Introduction
Despite the name, logistic regression is usually used for classification. It models the probability of a binary outcome.
For features $x$, logistic regression predicts:
$$ p(y=1 \mid x) = \sigma(w^Tx + b) $$
where:
$$ \sigma(z) = \frac{1}{1 + e^{-z}} $$
Interpretation
The model is linear in log-odds:
$$ \log \frac{p}{1-p} = w^Tx + b $$
This makes logistic regression more interpretable than many nonlinear classifiers.
Training Objective
Logistic regression is trained with log loss, also called binary cross-entropy:
$$ -y\log(p) - (1-y)\log(1-p) $$
This rewards well-calibrated probabilities, not only correct classes.
Thresholds
The model outputs probabilities.

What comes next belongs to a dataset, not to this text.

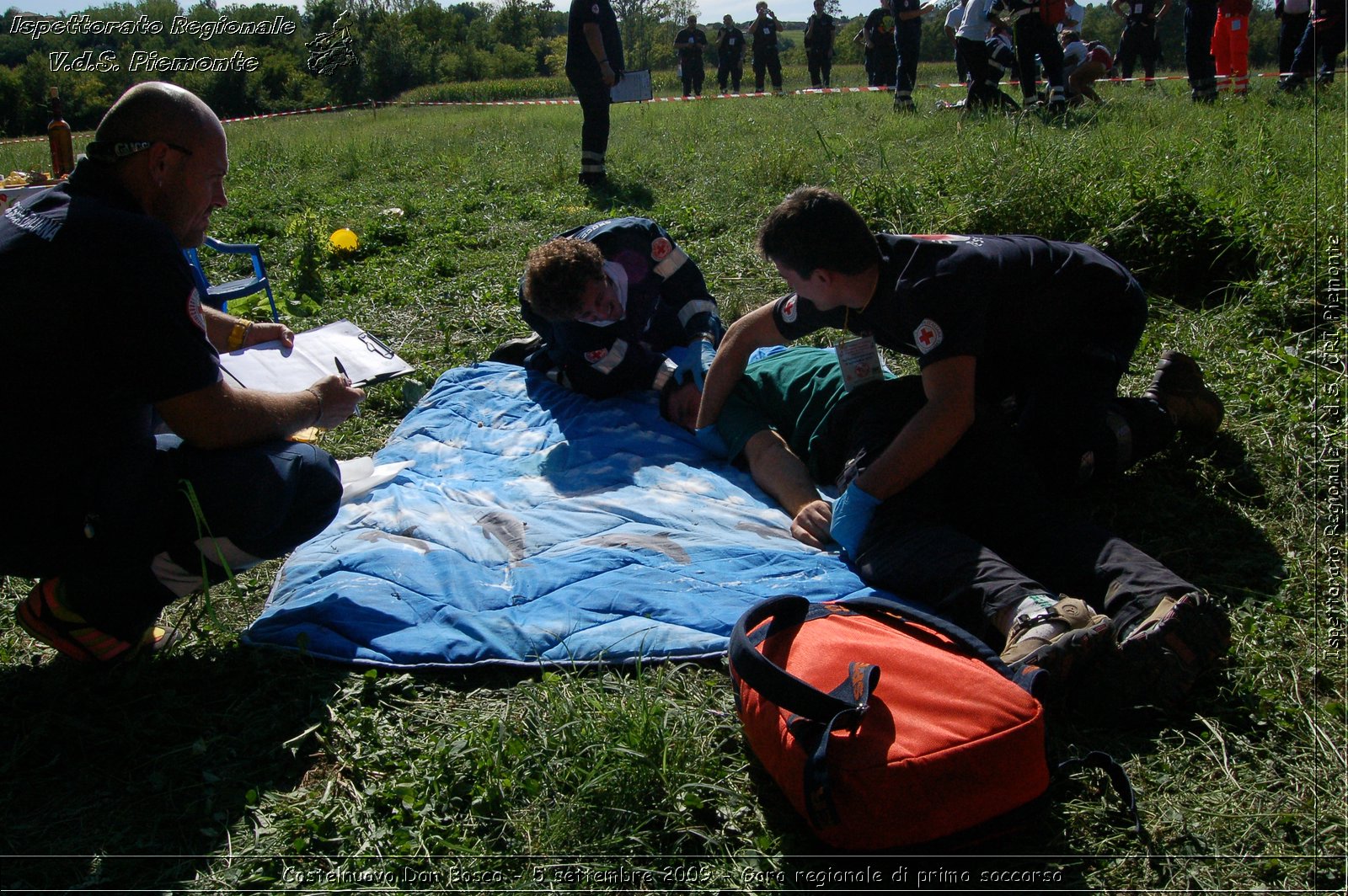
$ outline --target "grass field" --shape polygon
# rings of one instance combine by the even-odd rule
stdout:
[[[782,291],[752,240],[803,183],[876,229],[1105,248],[1153,299],[1127,387],[1178,348],[1227,402],[1215,443],[1078,501],[1233,620],[1229,668],[1193,717],[1051,733],[1054,756],[1126,764],[1144,837],[1084,775],[977,856],[828,856],[748,756],[723,663],[408,675],[272,656],[237,643],[271,563],[173,608],[193,629],[173,656],[108,674],[54,662],[0,616],[0,887],[770,892],[871,868],[903,874],[871,892],[973,889],[983,872],[1020,874],[992,887],[1020,892],[1341,891],[1345,89],[1255,90],[1196,108],[1181,82],[1107,88],[1109,105],[1064,123],[930,112],[936,90],[911,117],[874,94],[620,106],[607,193],[574,185],[574,106],[243,123],[213,224],[264,245],[297,327],[357,319],[423,384],[522,331],[531,245],[613,214],[666,225],[727,319]],[[0,147],[0,170],[44,152]],[[338,226],[361,236],[352,259],[315,252]],[[408,397],[377,387],[326,447],[376,450]],[[7,579],[5,606],[28,586]]]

A threshold turns probabilities into classes.
The default threshold is often 0.5, but that is not always right.
Choose threshold based on:
- Precision-recall tradeoff.
- Cost of false positives.
- Cost of false negatives.
- Review capacity.
- Business constraints.
Regularization
Use regularization to reduce overfitting:
- L2 for coefficient shrinkage.
- L1 for sparse feature selection.
- Elastic net for a mix.
Scale features when using regularized logistic regression.
Evaluation
Useful metrics:
- Accuracy.
- Precision.
- Recall.
- F1.
- ROC-AUC.
- PR-AUC.
- Log loss.
- Calibration.
For imbalanced data, accuracy can be misleading. Precision-recall curves are often more useful.
Closing
Logistic regression is a strong baseline for classification. It is fast, interpretable, and useful for understanding whether the features contain predictive signal.